Economists polled by The Wall Street Journal had forecast a 0.1% increase in sales in July.
Big picture: Retailers have struggled to maintain momentum after a big rebound in 2021. High inflation has made shoppers more selective and consumers have shifted spending from goods to services such as travel and dining out.
in some cases, retailers have also gotten stuck with excess stock that they’ve had to liquidate through discounting. While it’s hurt profits, consumers are still able to get good deals on certain items such as clothes and appliances despite the worst inflation in almost 41 years.
Make no mistake, though. High inflation is hurting the economy. The Federal Reserve is moving swiftly to raise the cost of borrowing to cool off an overheated economy, raising the odds of a recession.
Key details: Auto and parts sales fell 1.6% last month, government figures showed.
Sales at gas stations also dropped 1.8% last month largely because of falling prices. The nationwide cost of gas fell by almost 11% to an average of $4.44 a gallon.
Prices continued to decline in August toward $4 a gallon in another break for U.S. households, giving them a bit more money to spend on other goods and services. It’s good for consumers and the economy when they have to spend less on fuel.
If gas stations and auto dealers are set aside, retail sales increased a solid 0.7% last month. That gives a better idea of retail-sales trends.
Department stores were one of the few segments to post a sizable decline in sales.
One category that economists watch closely is bars and restaurants, the only service-providing category in the retail report. Restaurant sales rose a scant 0.1% last month, though they are up 11.6% in the past year.
Restaurant sales tend to rise when the economy is healthy and Americans feel secure in their jobs.

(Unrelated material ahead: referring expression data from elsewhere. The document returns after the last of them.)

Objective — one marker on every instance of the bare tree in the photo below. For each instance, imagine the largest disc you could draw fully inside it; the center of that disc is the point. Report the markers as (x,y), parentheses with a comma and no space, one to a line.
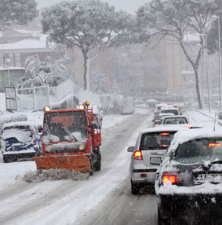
(177,18)
(90,25)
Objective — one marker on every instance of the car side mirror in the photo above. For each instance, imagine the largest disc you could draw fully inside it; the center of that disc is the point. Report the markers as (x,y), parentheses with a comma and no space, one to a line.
(40,130)
(130,149)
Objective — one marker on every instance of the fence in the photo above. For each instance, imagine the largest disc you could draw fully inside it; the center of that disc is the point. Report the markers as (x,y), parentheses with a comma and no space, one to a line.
(32,98)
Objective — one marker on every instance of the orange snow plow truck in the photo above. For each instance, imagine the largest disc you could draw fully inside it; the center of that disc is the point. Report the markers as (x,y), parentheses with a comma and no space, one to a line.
(71,139)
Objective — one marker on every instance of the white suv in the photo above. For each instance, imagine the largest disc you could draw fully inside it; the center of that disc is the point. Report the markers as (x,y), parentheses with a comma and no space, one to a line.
(147,154)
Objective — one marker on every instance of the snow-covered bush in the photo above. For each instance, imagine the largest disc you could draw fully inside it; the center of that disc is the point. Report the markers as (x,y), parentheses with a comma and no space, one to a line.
(40,73)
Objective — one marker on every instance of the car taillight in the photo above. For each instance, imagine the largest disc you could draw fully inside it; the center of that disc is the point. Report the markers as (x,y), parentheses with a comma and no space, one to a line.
(33,137)
(138,155)
(213,145)
(164,134)
(171,177)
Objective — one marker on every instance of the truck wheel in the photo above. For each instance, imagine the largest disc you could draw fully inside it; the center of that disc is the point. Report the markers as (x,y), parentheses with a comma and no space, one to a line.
(97,164)
(135,189)
(162,221)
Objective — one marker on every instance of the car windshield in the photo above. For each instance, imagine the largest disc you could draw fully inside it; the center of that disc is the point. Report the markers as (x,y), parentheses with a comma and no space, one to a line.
(64,126)
(197,151)
(173,120)
(157,140)
(174,111)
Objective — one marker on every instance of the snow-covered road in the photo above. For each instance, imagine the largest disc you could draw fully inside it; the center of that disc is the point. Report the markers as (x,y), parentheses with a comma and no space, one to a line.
(105,198)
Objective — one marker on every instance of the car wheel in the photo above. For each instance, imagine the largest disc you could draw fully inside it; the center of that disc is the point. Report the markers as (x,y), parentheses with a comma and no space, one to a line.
(160,220)
(135,189)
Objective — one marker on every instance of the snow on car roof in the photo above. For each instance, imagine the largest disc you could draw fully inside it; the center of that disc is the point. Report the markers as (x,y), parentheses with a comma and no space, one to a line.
(165,114)
(162,129)
(185,135)
(175,116)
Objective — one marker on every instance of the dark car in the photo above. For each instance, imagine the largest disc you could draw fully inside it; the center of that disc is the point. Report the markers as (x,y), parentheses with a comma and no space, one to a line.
(147,154)
(20,140)
(188,184)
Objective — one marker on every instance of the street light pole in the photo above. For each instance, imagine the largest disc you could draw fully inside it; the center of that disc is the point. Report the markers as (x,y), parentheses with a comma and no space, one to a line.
(218,19)
(9,75)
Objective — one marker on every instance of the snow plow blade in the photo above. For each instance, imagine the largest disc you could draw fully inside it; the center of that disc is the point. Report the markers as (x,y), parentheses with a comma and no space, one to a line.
(71,162)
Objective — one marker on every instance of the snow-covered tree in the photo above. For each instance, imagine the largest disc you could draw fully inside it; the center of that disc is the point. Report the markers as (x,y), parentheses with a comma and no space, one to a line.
(99,82)
(177,18)
(39,73)
(16,12)
(90,25)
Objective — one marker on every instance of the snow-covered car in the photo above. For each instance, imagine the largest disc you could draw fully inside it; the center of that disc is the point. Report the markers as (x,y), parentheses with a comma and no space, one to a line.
(189,181)
(128,109)
(173,120)
(170,110)
(159,107)
(147,154)
(20,140)
(159,116)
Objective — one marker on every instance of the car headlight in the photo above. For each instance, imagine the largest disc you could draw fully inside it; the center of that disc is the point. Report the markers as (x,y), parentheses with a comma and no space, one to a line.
(81,147)
(48,150)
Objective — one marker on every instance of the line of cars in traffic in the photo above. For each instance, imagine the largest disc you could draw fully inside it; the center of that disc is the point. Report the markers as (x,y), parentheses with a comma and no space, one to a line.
(184,166)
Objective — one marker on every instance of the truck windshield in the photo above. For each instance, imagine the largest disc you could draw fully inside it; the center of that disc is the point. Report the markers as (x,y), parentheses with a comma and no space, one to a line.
(64,126)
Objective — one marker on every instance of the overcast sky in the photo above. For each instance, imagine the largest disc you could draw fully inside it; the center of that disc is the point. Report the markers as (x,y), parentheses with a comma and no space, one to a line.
(129,6)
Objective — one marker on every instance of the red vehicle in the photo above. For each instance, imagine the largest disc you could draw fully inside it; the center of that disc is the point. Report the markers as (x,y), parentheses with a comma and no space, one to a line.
(71,139)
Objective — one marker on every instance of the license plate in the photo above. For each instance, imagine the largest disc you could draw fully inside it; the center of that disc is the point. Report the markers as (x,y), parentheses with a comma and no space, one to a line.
(211,178)
(155,160)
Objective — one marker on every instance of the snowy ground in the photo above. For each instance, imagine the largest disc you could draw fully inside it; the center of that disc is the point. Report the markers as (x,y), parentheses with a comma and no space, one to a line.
(68,201)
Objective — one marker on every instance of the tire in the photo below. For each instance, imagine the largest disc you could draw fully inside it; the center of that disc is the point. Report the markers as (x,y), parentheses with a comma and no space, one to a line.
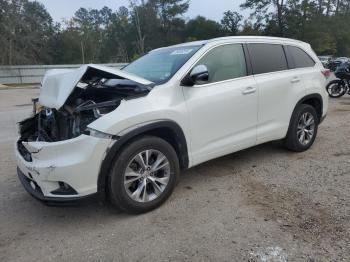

Sales usually flatten out or decline in more troublesome times.
The originally reported 1% increase in sales in June was revised to show a 0.8% gain.
Looking ahead: The July retail sales report confirms “what we already know: the U.S. economy is not currently in recession,” said Cliff Hodge, chief investment officer, at Cornerstone Wealth in Charlotte. N.C.
“While overall retail sales were unchanged in July, the details were far more encouraging,” said Michael Pearce, senior U.S. economist at Capital Economics.